Acht jaar geleden werd Jamy (18) uit huis geplaatst. Haar moeder kon door problemen de zorg niet meer aan. Anderhalf jaar woonde ze bij haar oma en opa en vervolgens in twee gezinshuizen. Sinds anderhalf jaar heeft ze een eigen kamer in het fasehuis dat op het erf staat bij gezinshuisouders Ilse en Christiaan. Jamy werkt daar aan haar zelfstandigheid en krijgt begeleiding van Ilse en Christiaan. Als professionele gezinshuisouders zijn zij continu beschikbaar. Moeder Bianca woont in Rotterdam. Jamy gaat geregeld een weekend naar haar moeder toe. Bianca en Ilse & Christiaan hebben regelmatig contact over Jamy. In deze mailwisseling vertellen ze elkaar hoe ze tegen hun samenwerking aankijken.
Goedemorgen Ilse en Christiaan,
Even een mail! Om jullie te vertellen hoe blij ik ben met wat jullie doen. Ilse, ik zal nooit vergeten dat je naar de hospice kwam, een paar weken voor mijn moeder overleed. Jamy ging toen bij jullie wonen. Het zat direct goed met jou. Als ik een persoon zie, dan heb ik een klik of niet. We hadden afgesproken dat jij het Jamy zou vertellen als haar oma overleden was. Aan jou kon ik het overlaten, omdat ik wist dat je het op een goede manier zou doen. Jamy heeft echt veel steun aan jullie gehad in die periode. Maar jullie waren er ook voor mij.
Jullie zijn warme, zorgende mensen, met een luisterend oor. Jullie zeggen het als ik het goed doe en ook als jullie het ergens niet mee eens zijn. Ik durf ook te bellen als het niet goed gaat en ik wil overleggen. Jamy heeft wel eens geklaagd over Christiaan, ik geloof haar dan gewoon, want kom niet aan Jamy. Toen heb ik het ook gelijk in de groep gegooid. Daarna hebben we het goed uitgepraat. Jullie hebben jullie verhaal gedaan en toen begreep ik hoe het zat.

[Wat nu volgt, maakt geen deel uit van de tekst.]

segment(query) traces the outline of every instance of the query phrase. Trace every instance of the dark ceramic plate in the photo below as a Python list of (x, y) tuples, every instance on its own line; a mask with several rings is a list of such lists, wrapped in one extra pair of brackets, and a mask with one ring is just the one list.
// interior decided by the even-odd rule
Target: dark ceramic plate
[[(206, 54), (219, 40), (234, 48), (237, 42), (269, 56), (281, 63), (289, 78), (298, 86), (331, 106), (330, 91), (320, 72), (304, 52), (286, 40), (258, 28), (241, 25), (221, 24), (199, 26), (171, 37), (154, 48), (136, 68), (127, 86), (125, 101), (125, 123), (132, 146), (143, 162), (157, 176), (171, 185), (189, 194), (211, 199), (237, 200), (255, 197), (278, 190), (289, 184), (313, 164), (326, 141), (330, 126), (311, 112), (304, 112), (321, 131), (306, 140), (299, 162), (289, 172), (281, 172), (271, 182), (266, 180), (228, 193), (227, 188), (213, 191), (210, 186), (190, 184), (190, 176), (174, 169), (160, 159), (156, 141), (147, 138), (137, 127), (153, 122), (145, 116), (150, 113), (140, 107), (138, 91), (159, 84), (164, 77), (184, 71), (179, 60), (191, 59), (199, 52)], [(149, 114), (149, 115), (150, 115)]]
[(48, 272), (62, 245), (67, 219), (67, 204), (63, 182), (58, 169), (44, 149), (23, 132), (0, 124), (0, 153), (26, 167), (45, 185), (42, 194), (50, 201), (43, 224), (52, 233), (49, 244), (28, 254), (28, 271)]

Jamy en ik hebben allebei een lichte beperking natuurlijk, dus bij ons werkt het soms wat langzamer.
Jamy kan best wel boos worden als iets niet naar haar zin gaat, maar jullie gaan daar goed mee om. Ilse, jij blijft heel rustig en reageert gewoon even niet op boze appjes. Ik merk trouwens dat Jamy bijna niet meer boos wordt. Zonder jullie was ze veel bozer gebleven. Ze is zo gegroeid. Vanuit jeugdzorg was ik eerst wantrouwig, maar ik word door jullie overal bij betrokken en daarom durf ik mijn dochter met een gerust hart aan jullie over te laten. Ik heb echt het gevoel dat we een team zijn, dat we het samen doen.

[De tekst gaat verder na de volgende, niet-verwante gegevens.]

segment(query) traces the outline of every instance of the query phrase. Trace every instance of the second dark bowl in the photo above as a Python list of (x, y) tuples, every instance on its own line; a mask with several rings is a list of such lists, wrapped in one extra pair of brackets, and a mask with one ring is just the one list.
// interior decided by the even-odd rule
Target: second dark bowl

Jullie zijn lieve zorgzame mensen waar Jamy kind kan zijn, maar waar ze zich ook volledig kan ontwikkelen. Ik kan jullie niet genoeg bedanken voor alles wat jullie doen!
Groetjes,
Bianca
"Zonder jullie was Jamy veel bozer gebleven."
Hoi hoi Bianca,
Wat fijn om zo’n mail te krijgen! Wat is het inderdaad bijzonder geweest, hoe we bij elkaar betrokken raakten, die eerste maand nadat Jamy bij ons kwam wonen. Het was zo verdrietig voor Jamy dat oma in de hospice kwam en een paar weken later overleed. We kenden elkaar nog nauwelijks, maar door deze droevige situatie heen raakten we verbonden en ontstond onze mooie samenwerking. We waren blij dat we bij de begrafenis mochten zijn. Je betrok mij, Ilse, zelfs bij de bespreking met de dominee hoe de begrafenis zou gaan. Ik kreeg zoveel vertrouwen.
Ook na die periode blijft onze band goed. We vinden het knap, hoe je je zorg om Jamy kunt loslaten. Als ouders weten we hoe moeilijk dat is, maar het lukt jou om de zorg in onze handen te leggen. Wat ook heel mooi is: je bent recht door zee. Daar houden we van. Je hoeft bij jou nooit te denken: ze zegt ja, maar ze doet nee. What you see, is what you get! Als wij zien dat iets goed werkt voor Jamy, kunnen we dat met jou bespreken, zodat jij en je partner daar ook op kunnen letten. We spreken met elkaar één lijn af.
En je stelt je kwetsbaar op en staat open voor hulp. Je geeft aan: ik doe mijn best, maar soms lukt het niet of loop ik ergens tegenaan. Je spreekt ook je waardering uit dat wij zorgen voor Jamy. Dat vinden we echt bijzonder en niet vanzelfsprekend. Dan sta je met een doosje chocola voor de deur. Dat doet je dochter trouwens ook regelmatig. We geloven oprecht dat Jamy zich zo goed kan ontwikkelen op school en werk, mede doordat ze jou als moeder heeft. Daar heeft Jamy heel veel aan. Jij bent voor haar een veilige plek. Dat mag je ook weten en gaan voelen.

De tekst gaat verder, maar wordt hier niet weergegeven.